Se trata de una escena del héroe griego Aquiles en la Guerra de Troya (de 10 años de duración, en Asia Menor, actual Turquía), un evento en la mitología griega, narrado en la Iliada de Homero (siglo VIII a.C.). Sabemos que Aquiles es conocido por la fragilidad del talón que quedó débil cuando su madre Tetis lo sumergió en el río para hacerlo inmortal, pero al sostenerlo por el talón, esa parte quedó vulnerable, de donde viene “el talón de Aquiles” como expresión de un punto frágil. En una cultura heroica como la griega, donde el honor, la gloria y la fuerza suelen ser los valores supremos, esta escena se desmarca con una fuerza única por la carga humanamente vulnerable que expresa.

En el bajorrelieve, la humanización aparece en varios niveles. En primer lugar, Aquiles como ser humano, no solo como héroe. El gesto de Aquiles —devolver el cadáver de su enemigo— revela un proceso de transformación interna. Hasta ese momento, Aquiles ha sido símbolo de ira, del deseo de venganza, de la fuerza desmedida. Pero cuando Príamo, el rey, se arrodilla ante él y le besa las manos manchadas con la sangre de su hijo, Aquiles se humaniza (algunas versiones lo presentan desnudo, sin ropajes de guerra): ve en ese padre al suyo propio, y en el dolor de Príamo, el dolor que él mismo teme vivir. En el bajorrelieve, esto se representa en su gesto contenido, su mirada baja o su actitud serena. Ya no hay violencia ni orgullo; hay humanidad. Es el momento en que el héroe se convierte en hombre.

En segundo lugar, encontramos a Príamo, el Rey y la expresión de la dignidad del dolor. Príamo es quizás la figura más humanamente poderosa de esta escena. Es un rey que abandona su trono y su orgullo para suplicar como padre. Arrodillado o inclinado, gesto extremo para un rey: es la expresión de una humanidad que trasciende el poder. Su dolor no lo desfigura; lo engrandece. Este acto no solo humaniza a Aquiles, sino también a Héctor, hijo del rey, que ya no es un enemigo vencido, sino un hijo llorado.

En tercer lugar, podemos contemplar en el bajorrelieve cómo la muerte no deshumaniza. En muchas representaciones antiguas, los cadáveres de enemigos eran mostrados de forma desfigurada o secundaria. En cambio, aquí el cuerpo de Héctor es tratado con respeto, incluso con cierta belleza sobria. Está cubierto o tendido con delicadeza, no como un objeto de triunfo, sino como un cuerpo digno de duelo. Esto expresa una profunda humanización de la muerte: morir no borra la identidad del otro.

En cuarto lugar, ante el cadáver, se produce una especie de reconciliación entre enemigos como gesto humano.

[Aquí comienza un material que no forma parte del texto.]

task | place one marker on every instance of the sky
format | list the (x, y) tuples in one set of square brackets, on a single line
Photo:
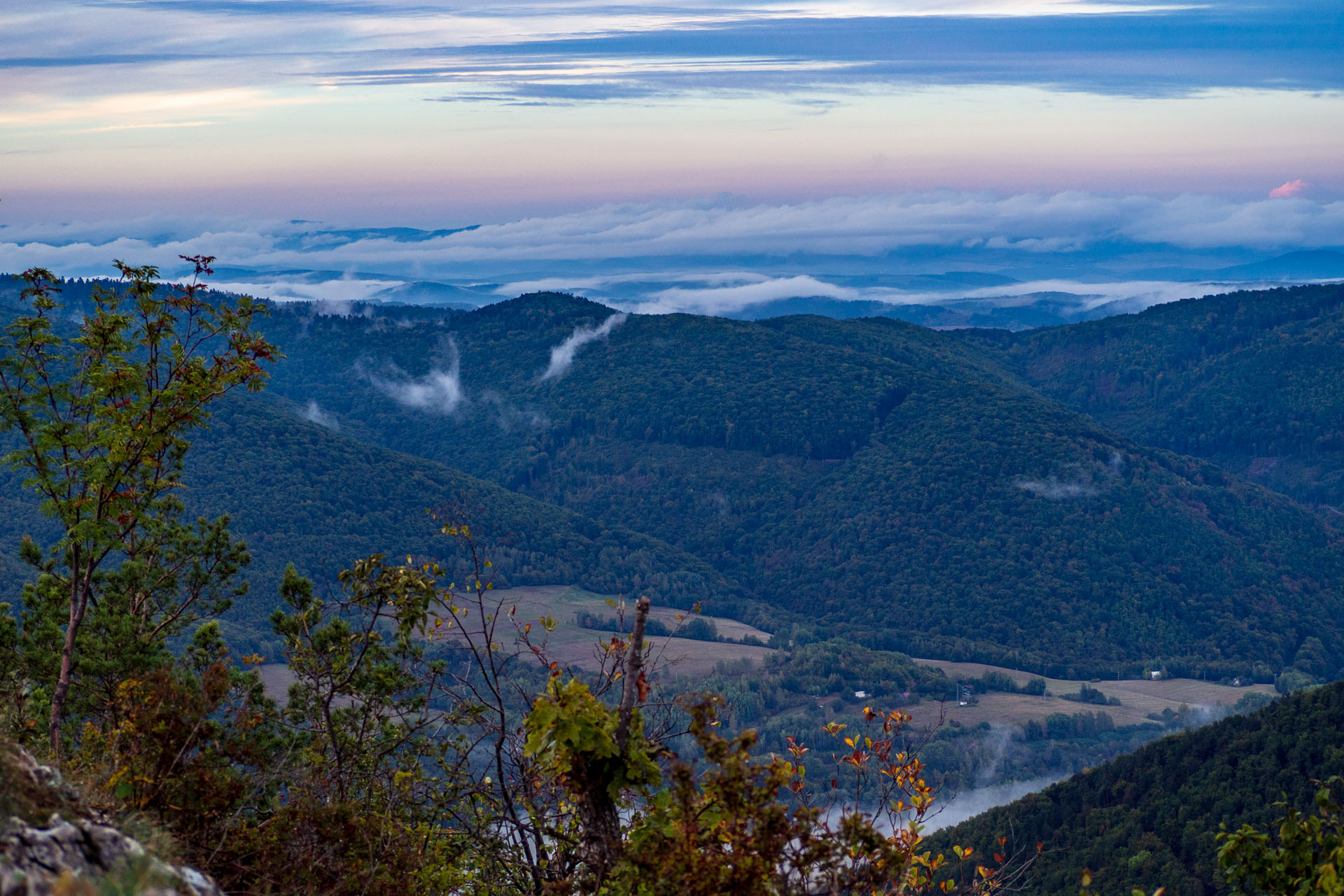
[(672, 143)]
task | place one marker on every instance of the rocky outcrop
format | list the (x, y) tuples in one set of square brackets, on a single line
[(69, 855)]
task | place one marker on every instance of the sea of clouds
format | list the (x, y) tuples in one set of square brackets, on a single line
[(721, 255)]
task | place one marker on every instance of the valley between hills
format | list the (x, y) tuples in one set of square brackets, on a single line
[(1047, 547)]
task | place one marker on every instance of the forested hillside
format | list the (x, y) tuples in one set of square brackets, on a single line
[(302, 495), (1148, 820), (1250, 381), (872, 477)]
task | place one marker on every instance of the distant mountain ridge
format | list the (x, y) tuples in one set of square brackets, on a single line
[(1253, 382), (864, 477), (1148, 820)]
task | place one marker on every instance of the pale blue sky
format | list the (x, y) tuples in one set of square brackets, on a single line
[(597, 140), (425, 112)]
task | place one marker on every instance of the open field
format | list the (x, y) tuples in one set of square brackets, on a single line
[(571, 645), (1138, 697), (574, 647)]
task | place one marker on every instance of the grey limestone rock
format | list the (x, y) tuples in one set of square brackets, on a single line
[(81, 856)]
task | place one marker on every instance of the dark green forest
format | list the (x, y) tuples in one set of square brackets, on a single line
[(872, 479), (1149, 820), (1249, 381)]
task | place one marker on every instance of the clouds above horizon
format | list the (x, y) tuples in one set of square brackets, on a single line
[(721, 257), (419, 111), (986, 225)]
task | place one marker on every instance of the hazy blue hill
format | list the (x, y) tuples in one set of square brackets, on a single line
[(1148, 820), (870, 476), (1250, 381)]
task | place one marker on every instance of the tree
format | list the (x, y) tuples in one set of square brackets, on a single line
[(102, 410), (1307, 858)]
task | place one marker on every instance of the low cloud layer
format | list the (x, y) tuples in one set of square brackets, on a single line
[(720, 257), (562, 356), (987, 226)]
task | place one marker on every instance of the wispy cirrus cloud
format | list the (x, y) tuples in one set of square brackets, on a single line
[(605, 239)]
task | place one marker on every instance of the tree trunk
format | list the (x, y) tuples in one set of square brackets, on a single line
[(78, 603)]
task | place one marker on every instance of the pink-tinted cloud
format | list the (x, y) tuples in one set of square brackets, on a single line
[(1291, 188)]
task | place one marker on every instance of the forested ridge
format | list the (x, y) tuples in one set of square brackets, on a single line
[(1253, 381), (1149, 818), (885, 480), (906, 488)]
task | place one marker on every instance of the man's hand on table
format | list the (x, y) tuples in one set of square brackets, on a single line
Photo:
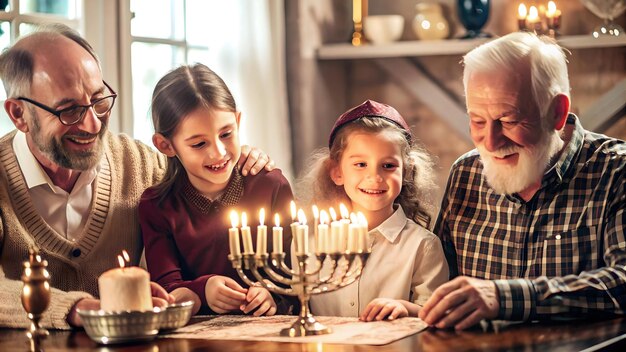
[(461, 303)]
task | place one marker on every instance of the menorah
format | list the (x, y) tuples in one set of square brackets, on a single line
[(336, 252)]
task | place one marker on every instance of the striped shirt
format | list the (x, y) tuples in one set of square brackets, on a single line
[(561, 254)]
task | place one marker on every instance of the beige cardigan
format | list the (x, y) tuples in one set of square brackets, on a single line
[(126, 170)]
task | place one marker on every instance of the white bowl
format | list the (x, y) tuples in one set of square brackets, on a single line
[(383, 29)]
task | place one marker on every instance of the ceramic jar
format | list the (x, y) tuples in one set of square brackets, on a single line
[(429, 22)]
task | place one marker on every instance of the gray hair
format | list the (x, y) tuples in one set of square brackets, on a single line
[(546, 60), (16, 62)]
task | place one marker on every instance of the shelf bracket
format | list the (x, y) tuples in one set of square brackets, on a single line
[(601, 114)]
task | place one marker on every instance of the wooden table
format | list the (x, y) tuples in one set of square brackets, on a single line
[(590, 335)]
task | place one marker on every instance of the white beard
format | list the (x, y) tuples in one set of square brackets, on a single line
[(532, 163)]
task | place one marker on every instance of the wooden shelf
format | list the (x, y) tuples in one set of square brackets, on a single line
[(345, 51)]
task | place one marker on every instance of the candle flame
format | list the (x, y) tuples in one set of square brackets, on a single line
[(521, 11), (292, 206), (126, 256), (234, 219), (362, 219), (301, 217), (343, 210), (533, 14), (277, 220), (244, 219), (356, 11), (323, 217), (333, 213), (551, 9)]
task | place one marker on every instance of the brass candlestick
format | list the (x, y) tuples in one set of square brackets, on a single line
[(36, 293), (359, 11), (304, 282)]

La escena no representa una victoria ni una rendición: representa una reconciliación silenciosa. Ambos hombres, aunque de bandos opuestos, comparten la experiencia del sufrimiento, y eso los une más allá de las armas y la historia.

La humanización en esta escena convierte el bajorrelieve en una meditación visual sobre el dolor del duelo, la compasión y la dignidad. No se trata ya de una epopeya de dioses y guerreros, sino de una historia de seres humanos frágiles, capaces de empatía incluso en medio de la guerra: es oportuno honrar la vida y la muerte en el cuerpo del asesinado. Y eso lo hace profundamente actual.